While more and more transactions are eliminating paper and becoming completely electronic, I think we all assumed certain documents would still need to be signed on paper. For example, real estate documents, tax documents, and official court documents. Looking back, it is somewhat surprising to learn the first e-filing of federal tax returns started in 1986 when no-tax-due returns could be e-filed by select practitioners in a pilot program. In 1990, the program was more widely available, including filing balance-due returns. Now, electronic filing is allowed on almost all returns (and required on certain returns by certain practitioners). In 2012, almost 100 million taxpayers filed electronically.
For once it appears the tax system was ahead of the game. Over the last few years, courts in the State of Iowa have been transitioning to electronic filing. It seems the days of needing original signatures on the original document to be filed with the court are gone. One document that still must be in writing is a Will. Or does it?

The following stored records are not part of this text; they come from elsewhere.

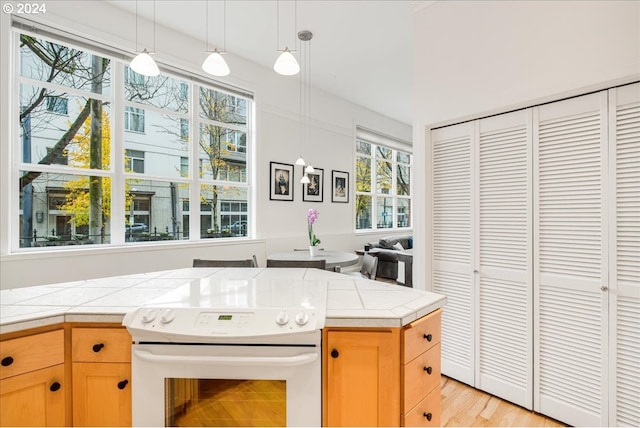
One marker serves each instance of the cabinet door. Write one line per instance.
(452, 255)
(101, 394)
(362, 378)
(570, 273)
(503, 241)
(624, 291)
(33, 399)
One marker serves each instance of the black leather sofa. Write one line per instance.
(388, 256)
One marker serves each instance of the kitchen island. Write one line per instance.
(361, 315)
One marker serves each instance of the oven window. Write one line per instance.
(225, 402)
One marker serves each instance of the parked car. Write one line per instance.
(136, 228)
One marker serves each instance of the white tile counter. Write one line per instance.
(351, 302)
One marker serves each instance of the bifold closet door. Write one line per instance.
(624, 290)
(571, 260)
(452, 252)
(503, 276)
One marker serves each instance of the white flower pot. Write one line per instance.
(313, 250)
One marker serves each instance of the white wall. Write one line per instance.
(280, 225)
(476, 58)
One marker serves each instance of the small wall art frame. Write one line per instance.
(339, 186)
(281, 181)
(313, 191)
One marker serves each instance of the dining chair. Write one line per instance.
(368, 269)
(319, 264)
(225, 263)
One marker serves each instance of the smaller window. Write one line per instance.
(184, 129)
(134, 161)
(184, 167)
(134, 119)
(57, 105)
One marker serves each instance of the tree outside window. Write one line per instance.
(383, 187)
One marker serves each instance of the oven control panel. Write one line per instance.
(175, 324)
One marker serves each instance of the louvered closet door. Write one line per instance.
(571, 260)
(504, 339)
(451, 153)
(625, 256)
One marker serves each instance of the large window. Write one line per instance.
(67, 142)
(383, 187)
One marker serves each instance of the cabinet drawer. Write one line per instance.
(421, 376)
(101, 345)
(421, 335)
(427, 413)
(29, 353)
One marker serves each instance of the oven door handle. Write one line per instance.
(295, 360)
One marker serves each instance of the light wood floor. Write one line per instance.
(463, 405)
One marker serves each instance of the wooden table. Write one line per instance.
(335, 259)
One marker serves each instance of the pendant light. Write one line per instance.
(143, 63)
(215, 64)
(286, 63)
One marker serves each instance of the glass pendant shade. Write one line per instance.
(144, 64)
(286, 64)
(215, 65)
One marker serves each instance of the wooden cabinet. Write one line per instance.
(101, 376)
(361, 376)
(382, 377)
(32, 380)
(421, 372)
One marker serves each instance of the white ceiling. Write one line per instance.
(361, 50)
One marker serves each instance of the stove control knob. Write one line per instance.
(167, 316)
(282, 318)
(302, 318)
(149, 315)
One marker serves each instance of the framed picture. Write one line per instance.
(312, 192)
(281, 178)
(339, 186)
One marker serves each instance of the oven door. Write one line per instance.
(226, 385)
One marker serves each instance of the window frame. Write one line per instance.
(375, 192)
(116, 171)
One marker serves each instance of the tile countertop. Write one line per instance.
(351, 302)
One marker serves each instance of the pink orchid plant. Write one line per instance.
(312, 216)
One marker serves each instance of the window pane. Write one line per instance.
(57, 209)
(227, 214)
(221, 107)
(161, 146)
(384, 210)
(363, 174)
(363, 212)
(64, 66)
(404, 213)
(403, 181)
(151, 207)
(384, 176)
(163, 91)
(44, 135)
(404, 157)
(363, 147)
(220, 163)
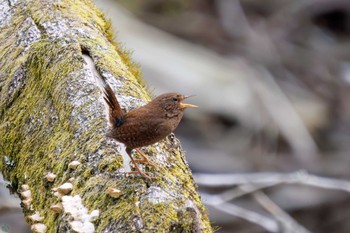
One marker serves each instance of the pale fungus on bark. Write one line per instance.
(50, 177)
(65, 188)
(57, 208)
(73, 165)
(39, 228)
(36, 217)
(26, 194)
(25, 187)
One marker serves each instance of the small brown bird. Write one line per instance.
(145, 125)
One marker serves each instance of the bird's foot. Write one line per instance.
(143, 174)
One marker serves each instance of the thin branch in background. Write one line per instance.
(273, 178)
(267, 223)
(281, 111)
(288, 223)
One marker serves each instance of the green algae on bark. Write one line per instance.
(52, 113)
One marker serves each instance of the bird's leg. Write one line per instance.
(144, 159)
(138, 171)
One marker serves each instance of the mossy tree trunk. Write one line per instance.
(52, 113)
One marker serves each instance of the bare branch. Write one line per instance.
(261, 220)
(270, 179)
(284, 218)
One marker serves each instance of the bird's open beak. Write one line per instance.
(183, 105)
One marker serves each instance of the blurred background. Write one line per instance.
(269, 145)
(272, 79)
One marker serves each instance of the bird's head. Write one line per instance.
(172, 103)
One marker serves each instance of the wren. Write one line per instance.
(145, 125)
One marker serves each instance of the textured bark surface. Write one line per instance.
(52, 113)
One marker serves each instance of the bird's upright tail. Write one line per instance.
(116, 114)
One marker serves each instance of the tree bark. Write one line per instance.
(52, 113)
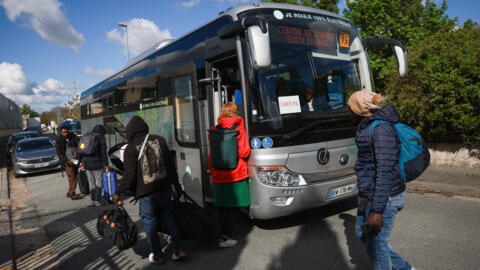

A district court judge in Ohio ruled recently that a will written and signed on a tablet computer was a valid Will. Ohio law, like Iowa, required the Will be "written" and witnessed. The judge determined the Will which was written on the tablet, and then printed onto a paper form so it could be filed with the court, met the requirements. (The Will was also properly witnessed. Here is the American Bar Association Journal article on the case which links to a local newspaper article.) Not surprisingly, the statute did not define "written."
Obviously there are concerns regarding authentication and forgery. But if the IRS thought years ago that electronic signatures were acceptable for tax returns, maybe states will follow suit and clarify whether an electronically drafted and signed Will will be considered valid.